I recall so vividly, for example, the release of David Bowie's Let's Dance in 1983. It was a smashing success, of course, and Bowie has not had as successful a studio album since. But, at the time, it was hailed as a significant "comeback" in the United States. Station to Station had been an American hit in 1976, but his next four records failed to crack the top ten. Let's Dance hit #4, ending a seven-year drought, just when people apparently thought that Bowie would be forgotten. I recall that impression. A big star from the 1970s had lost all significance by the middle of the next decade. Seven years to a fourteen year-old boy just discovering popular music seemed like an eternity. Of course, Let's Dance has now been out for more than a quarter of a century, and to a middle-aged man its release feels like last summer.
I had the same response today when I was reminded that XTC's Skylarking was released in 1986 or that Sinead O'Connor's second record was supposed to make her the first superstar of the 1990s.

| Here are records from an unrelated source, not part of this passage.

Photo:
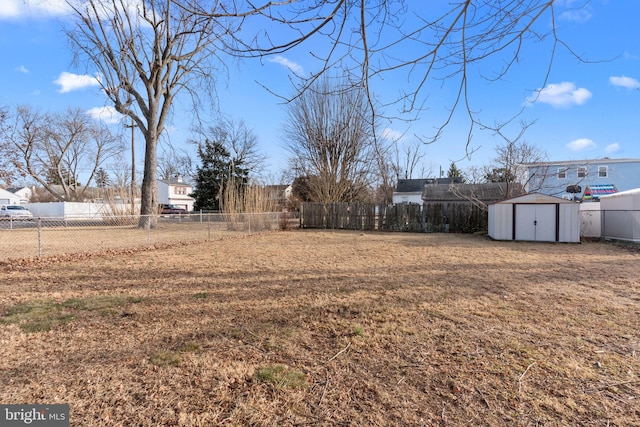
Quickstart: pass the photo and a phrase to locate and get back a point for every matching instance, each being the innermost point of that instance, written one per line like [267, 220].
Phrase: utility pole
[133, 166]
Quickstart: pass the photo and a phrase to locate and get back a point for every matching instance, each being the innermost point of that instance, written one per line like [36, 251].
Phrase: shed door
[536, 222]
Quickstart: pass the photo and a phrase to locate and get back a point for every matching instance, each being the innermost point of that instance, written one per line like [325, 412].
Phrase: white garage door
[536, 222]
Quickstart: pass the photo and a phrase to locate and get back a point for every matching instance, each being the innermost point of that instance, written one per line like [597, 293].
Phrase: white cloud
[391, 135]
[13, 9]
[581, 144]
[574, 10]
[106, 114]
[576, 15]
[293, 66]
[624, 81]
[69, 82]
[612, 148]
[561, 95]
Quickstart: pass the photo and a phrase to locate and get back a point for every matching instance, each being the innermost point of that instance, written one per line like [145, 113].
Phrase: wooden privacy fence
[435, 217]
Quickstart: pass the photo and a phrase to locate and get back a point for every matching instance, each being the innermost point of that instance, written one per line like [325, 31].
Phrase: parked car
[15, 212]
[166, 209]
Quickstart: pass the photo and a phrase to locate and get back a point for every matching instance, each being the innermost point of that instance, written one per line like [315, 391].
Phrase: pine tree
[213, 176]
[454, 172]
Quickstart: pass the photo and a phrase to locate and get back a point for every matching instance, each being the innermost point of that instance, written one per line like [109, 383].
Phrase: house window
[562, 173]
[603, 172]
[582, 171]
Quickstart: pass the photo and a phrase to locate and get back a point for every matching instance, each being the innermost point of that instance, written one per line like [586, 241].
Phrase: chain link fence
[43, 237]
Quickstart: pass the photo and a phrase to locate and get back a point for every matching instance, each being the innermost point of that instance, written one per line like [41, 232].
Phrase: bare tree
[407, 159]
[56, 149]
[240, 141]
[145, 54]
[417, 43]
[172, 164]
[10, 167]
[331, 142]
[512, 154]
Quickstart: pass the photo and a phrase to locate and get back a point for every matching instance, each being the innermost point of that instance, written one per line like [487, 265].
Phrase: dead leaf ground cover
[329, 328]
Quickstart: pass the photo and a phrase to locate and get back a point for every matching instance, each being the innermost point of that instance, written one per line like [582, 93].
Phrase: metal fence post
[39, 237]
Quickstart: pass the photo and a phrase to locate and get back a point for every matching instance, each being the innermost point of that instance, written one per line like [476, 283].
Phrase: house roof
[632, 192]
[579, 162]
[175, 182]
[593, 192]
[488, 192]
[416, 185]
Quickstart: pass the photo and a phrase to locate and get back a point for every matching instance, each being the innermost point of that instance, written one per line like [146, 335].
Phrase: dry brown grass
[330, 328]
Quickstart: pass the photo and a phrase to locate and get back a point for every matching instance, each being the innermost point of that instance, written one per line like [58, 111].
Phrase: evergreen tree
[213, 176]
[454, 172]
[102, 178]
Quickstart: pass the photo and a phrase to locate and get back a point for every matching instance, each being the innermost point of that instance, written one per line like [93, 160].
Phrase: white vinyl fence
[42, 237]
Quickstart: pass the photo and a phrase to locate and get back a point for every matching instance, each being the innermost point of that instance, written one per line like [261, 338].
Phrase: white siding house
[535, 217]
[175, 192]
[9, 198]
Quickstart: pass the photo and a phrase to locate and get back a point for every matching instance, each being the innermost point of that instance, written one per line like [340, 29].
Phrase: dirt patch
[326, 328]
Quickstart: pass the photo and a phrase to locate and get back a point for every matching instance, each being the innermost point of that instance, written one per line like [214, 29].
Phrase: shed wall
[501, 221]
[569, 231]
[621, 216]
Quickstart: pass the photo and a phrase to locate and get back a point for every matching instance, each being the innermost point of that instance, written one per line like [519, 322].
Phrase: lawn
[328, 328]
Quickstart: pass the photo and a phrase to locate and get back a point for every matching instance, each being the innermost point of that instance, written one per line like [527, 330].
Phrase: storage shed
[621, 215]
[535, 217]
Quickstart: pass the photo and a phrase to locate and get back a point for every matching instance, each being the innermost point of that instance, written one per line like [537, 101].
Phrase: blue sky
[584, 110]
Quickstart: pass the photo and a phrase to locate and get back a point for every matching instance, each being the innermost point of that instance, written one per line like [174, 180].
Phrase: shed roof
[488, 192]
[627, 193]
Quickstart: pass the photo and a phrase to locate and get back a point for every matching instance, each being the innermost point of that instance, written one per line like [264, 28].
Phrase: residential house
[175, 192]
[582, 180]
[409, 191]
[462, 208]
[24, 193]
[9, 198]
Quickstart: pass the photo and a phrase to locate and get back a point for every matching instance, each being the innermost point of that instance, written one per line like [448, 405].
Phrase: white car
[15, 212]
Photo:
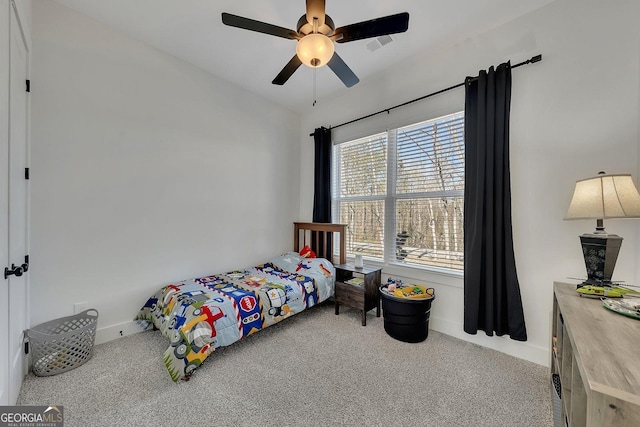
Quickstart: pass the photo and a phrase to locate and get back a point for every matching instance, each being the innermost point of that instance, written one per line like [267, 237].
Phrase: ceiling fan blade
[287, 71]
[342, 70]
[257, 26]
[315, 9]
[391, 24]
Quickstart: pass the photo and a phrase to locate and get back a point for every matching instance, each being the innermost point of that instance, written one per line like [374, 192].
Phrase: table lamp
[600, 197]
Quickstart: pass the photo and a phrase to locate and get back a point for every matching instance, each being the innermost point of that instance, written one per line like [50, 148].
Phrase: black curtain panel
[492, 301]
[322, 179]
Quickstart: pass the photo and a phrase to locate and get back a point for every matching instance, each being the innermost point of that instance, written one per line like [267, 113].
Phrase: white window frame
[390, 198]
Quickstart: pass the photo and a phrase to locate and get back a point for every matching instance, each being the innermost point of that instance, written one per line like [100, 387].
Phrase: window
[402, 194]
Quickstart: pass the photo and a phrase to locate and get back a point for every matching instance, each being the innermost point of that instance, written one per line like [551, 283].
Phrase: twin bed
[201, 314]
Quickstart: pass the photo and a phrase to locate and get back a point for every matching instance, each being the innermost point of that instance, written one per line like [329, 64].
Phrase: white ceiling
[193, 31]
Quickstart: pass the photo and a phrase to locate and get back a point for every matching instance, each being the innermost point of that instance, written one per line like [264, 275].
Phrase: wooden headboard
[324, 236]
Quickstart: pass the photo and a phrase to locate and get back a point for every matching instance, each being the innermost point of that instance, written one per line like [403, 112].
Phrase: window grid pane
[363, 167]
[365, 234]
[417, 172]
[430, 156]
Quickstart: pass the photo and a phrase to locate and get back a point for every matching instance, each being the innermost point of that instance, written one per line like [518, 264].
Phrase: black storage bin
[406, 319]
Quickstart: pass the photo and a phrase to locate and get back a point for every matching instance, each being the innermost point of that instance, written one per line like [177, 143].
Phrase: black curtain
[322, 181]
[322, 175]
[492, 299]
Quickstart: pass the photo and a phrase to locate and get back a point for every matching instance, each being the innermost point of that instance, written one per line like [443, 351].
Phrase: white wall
[145, 170]
[572, 115]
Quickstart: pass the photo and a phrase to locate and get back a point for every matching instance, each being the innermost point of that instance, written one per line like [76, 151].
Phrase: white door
[18, 284]
[4, 202]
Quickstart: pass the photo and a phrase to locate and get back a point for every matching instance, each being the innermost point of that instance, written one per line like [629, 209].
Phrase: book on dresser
[594, 358]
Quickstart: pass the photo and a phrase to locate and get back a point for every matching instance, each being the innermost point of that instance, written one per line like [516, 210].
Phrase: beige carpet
[315, 369]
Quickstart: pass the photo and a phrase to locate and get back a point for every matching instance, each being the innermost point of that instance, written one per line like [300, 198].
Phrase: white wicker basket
[62, 344]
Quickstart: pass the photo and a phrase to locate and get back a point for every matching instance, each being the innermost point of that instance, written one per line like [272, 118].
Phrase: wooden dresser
[596, 353]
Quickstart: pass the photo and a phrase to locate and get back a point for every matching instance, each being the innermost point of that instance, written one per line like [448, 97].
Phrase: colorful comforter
[200, 315]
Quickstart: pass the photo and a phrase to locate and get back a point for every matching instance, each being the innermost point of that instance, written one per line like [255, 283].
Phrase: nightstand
[362, 297]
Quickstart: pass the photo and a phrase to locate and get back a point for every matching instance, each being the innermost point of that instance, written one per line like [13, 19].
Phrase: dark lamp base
[600, 253]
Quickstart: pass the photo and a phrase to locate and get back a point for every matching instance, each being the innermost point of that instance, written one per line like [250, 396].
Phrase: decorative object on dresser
[357, 287]
[600, 197]
[595, 356]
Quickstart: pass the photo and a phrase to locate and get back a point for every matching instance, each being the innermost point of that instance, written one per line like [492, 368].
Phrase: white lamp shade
[315, 50]
[605, 196]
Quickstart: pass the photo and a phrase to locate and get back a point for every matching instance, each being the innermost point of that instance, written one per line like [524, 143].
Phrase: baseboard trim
[120, 330]
[519, 349]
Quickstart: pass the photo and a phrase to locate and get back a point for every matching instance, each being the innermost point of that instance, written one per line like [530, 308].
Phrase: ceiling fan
[316, 33]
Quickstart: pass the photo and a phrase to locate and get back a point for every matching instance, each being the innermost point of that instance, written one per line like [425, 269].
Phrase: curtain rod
[533, 60]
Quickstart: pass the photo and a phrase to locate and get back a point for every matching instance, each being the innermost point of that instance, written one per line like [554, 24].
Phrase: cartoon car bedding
[200, 315]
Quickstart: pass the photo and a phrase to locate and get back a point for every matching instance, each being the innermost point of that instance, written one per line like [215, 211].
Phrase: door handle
[15, 270]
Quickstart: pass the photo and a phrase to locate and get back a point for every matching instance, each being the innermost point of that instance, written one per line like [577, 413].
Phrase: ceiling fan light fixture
[315, 50]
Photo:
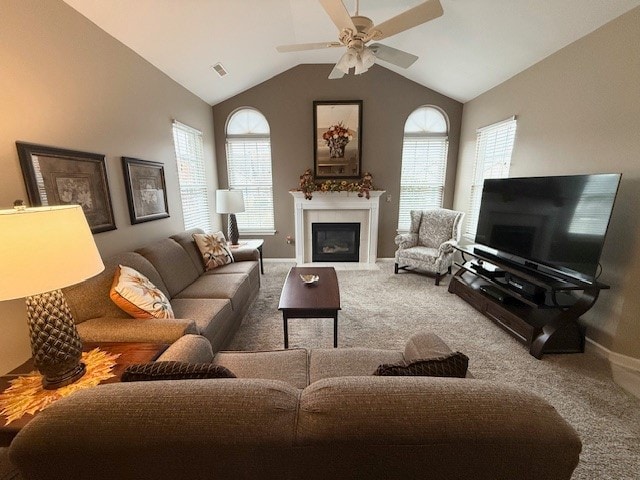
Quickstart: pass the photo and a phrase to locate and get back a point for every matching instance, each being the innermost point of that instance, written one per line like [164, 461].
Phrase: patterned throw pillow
[135, 294]
[452, 365]
[174, 371]
[214, 249]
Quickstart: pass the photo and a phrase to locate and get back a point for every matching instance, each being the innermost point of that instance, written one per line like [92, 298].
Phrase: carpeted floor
[380, 309]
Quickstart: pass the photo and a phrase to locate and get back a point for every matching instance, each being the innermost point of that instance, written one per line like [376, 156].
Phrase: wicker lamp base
[55, 344]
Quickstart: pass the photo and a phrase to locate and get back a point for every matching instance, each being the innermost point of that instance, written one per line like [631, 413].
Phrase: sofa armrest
[190, 349]
[406, 240]
[153, 330]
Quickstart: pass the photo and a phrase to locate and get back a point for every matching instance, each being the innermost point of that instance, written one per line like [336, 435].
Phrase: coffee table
[319, 300]
[130, 353]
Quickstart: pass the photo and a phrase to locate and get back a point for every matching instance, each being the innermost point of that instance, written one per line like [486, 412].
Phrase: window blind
[249, 170]
[424, 160]
[494, 145]
[191, 176]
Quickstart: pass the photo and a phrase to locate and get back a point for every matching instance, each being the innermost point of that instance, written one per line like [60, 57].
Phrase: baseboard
[625, 369]
[280, 260]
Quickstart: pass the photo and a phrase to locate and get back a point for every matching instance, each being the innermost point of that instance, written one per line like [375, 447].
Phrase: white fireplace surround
[337, 207]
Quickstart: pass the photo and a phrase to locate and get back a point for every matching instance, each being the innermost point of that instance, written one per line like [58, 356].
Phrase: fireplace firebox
[335, 242]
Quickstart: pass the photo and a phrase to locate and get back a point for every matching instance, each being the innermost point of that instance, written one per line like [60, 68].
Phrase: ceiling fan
[354, 32]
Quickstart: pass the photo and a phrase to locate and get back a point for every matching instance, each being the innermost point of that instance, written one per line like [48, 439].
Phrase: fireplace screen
[335, 242]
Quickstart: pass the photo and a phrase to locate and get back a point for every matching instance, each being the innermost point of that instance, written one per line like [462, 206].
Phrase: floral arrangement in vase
[308, 185]
[337, 138]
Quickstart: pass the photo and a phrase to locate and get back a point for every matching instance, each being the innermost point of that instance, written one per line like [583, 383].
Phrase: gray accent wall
[66, 83]
[286, 100]
[579, 112]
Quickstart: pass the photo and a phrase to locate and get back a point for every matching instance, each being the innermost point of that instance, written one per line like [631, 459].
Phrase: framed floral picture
[337, 135]
[146, 190]
[56, 176]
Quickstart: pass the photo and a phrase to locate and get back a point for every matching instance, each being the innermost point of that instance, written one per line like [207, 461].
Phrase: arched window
[424, 161]
[249, 169]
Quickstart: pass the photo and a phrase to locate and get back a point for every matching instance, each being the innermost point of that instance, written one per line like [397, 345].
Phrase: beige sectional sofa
[298, 414]
[209, 303]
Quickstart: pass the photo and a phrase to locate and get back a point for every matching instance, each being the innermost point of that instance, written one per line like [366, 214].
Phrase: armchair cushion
[406, 240]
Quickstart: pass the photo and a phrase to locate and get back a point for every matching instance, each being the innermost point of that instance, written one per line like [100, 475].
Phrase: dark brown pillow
[452, 365]
[174, 371]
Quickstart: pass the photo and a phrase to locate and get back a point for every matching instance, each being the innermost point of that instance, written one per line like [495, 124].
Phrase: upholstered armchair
[428, 247]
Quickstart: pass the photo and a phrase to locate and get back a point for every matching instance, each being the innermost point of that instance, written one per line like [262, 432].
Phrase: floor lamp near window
[231, 202]
[42, 250]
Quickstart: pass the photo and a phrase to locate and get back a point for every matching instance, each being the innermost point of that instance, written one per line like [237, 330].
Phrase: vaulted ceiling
[474, 46]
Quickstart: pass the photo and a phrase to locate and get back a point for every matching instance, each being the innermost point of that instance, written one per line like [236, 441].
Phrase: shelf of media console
[555, 292]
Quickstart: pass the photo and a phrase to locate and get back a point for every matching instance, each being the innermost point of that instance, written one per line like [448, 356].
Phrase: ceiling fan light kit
[354, 32]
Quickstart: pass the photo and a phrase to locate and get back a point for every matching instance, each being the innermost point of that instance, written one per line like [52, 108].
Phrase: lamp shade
[229, 201]
[44, 249]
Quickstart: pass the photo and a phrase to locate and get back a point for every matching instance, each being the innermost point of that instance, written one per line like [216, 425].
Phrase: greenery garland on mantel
[308, 185]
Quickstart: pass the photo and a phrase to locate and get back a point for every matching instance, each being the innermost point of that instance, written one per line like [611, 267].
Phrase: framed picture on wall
[146, 190]
[337, 138]
[56, 176]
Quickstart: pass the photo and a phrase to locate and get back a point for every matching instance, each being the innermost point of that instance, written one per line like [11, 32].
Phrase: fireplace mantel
[341, 206]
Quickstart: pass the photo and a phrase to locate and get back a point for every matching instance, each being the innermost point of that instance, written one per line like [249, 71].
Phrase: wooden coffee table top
[323, 295]
[130, 353]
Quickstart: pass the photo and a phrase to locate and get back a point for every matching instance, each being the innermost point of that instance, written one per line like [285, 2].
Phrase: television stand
[544, 318]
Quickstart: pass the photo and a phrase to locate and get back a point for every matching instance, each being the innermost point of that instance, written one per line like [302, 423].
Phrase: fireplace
[335, 242]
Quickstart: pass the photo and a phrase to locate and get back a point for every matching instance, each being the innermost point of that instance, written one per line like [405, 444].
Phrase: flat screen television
[556, 225]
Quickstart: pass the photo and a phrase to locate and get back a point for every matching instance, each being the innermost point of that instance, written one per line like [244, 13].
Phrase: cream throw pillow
[135, 294]
[214, 249]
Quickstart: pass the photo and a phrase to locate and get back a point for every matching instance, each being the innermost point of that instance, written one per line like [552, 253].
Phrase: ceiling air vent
[219, 69]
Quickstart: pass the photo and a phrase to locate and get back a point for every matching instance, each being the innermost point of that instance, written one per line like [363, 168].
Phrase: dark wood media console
[543, 315]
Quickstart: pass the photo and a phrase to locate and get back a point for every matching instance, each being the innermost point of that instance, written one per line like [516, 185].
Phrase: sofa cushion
[90, 299]
[186, 241]
[135, 294]
[213, 317]
[251, 268]
[346, 362]
[214, 250]
[452, 365]
[425, 345]
[236, 287]
[189, 348]
[141, 372]
[287, 365]
[153, 330]
[173, 263]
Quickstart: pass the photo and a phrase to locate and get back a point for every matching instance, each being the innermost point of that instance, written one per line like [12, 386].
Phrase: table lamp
[42, 250]
[231, 202]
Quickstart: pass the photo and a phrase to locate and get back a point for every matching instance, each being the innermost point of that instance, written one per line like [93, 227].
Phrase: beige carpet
[380, 309]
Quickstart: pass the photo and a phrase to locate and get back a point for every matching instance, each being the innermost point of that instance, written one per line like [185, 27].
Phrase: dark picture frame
[337, 139]
[57, 176]
[146, 190]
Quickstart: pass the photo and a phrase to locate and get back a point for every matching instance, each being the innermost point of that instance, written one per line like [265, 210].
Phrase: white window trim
[263, 136]
[202, 218]
[440, 141]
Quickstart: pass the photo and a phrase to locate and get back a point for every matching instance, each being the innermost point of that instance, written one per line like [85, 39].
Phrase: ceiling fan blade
[393, 55]
[338, 14]
[336, 73]
[411, 18]
[307, 46]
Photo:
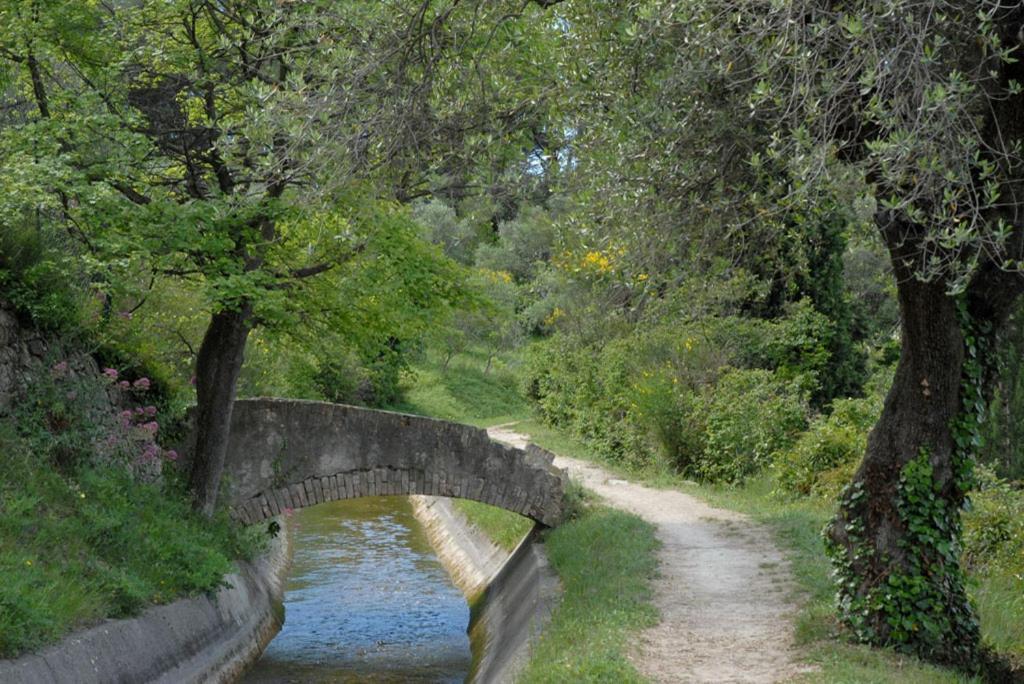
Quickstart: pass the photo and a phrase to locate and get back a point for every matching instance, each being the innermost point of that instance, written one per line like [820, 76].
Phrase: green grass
[464, 391]
[81, 545]
[797, 526]
[567, 648]
[504, 527]
[604, 603]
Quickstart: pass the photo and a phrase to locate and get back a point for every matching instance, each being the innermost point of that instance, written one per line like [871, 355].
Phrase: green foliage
[832, 441]
[41, 276]
[667, 390]
[750, 416]
[458, 237]
[602, 603]
[993, 526]
[460, 390]
[522, 245]
[82, 538]
[924, 609]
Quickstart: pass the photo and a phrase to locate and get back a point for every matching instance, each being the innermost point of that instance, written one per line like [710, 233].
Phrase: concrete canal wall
[512, 595]
[202, 639]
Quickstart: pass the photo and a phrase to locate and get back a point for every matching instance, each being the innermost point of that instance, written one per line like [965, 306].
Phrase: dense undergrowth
[88, 530]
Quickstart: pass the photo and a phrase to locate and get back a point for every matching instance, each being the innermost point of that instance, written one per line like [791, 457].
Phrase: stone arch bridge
[287, 454]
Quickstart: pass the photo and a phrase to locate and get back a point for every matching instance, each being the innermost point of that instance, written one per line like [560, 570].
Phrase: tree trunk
[217, 368]
[894, 541]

The nostalgia industry has already begun to repackage the fleeting stars of that decade: Fiona Apple, Shawn Colvin, Deep Blue Something, Divinyls, Duncan Sheik, Joan Osbourne, Tonic.
The modernists whom I teach struggled to find a better way to represent the passage of time in their literature, of course. The meticulous hour spent in class should not be represented in the same way as the easy hour spent in leisure, but how best to achieve this literary sleight of hand? For many authors, they sought only to draw their readers' attention to this paradox. Pages and pages were devoted to the inner workings of a man or woman experiencing a moment, and years could then pass through the words of a single paragraph.
This seems apt, as I realize that the students joining us next week, after taking a few extra months to work, were born in 1992, just as I was making application to graduate school. They feel to some extent as if they have lived whole lives, struggling through years of restrictions, navigating secondary school -- and those years, like this one past, has passed for me in the blink of an eye.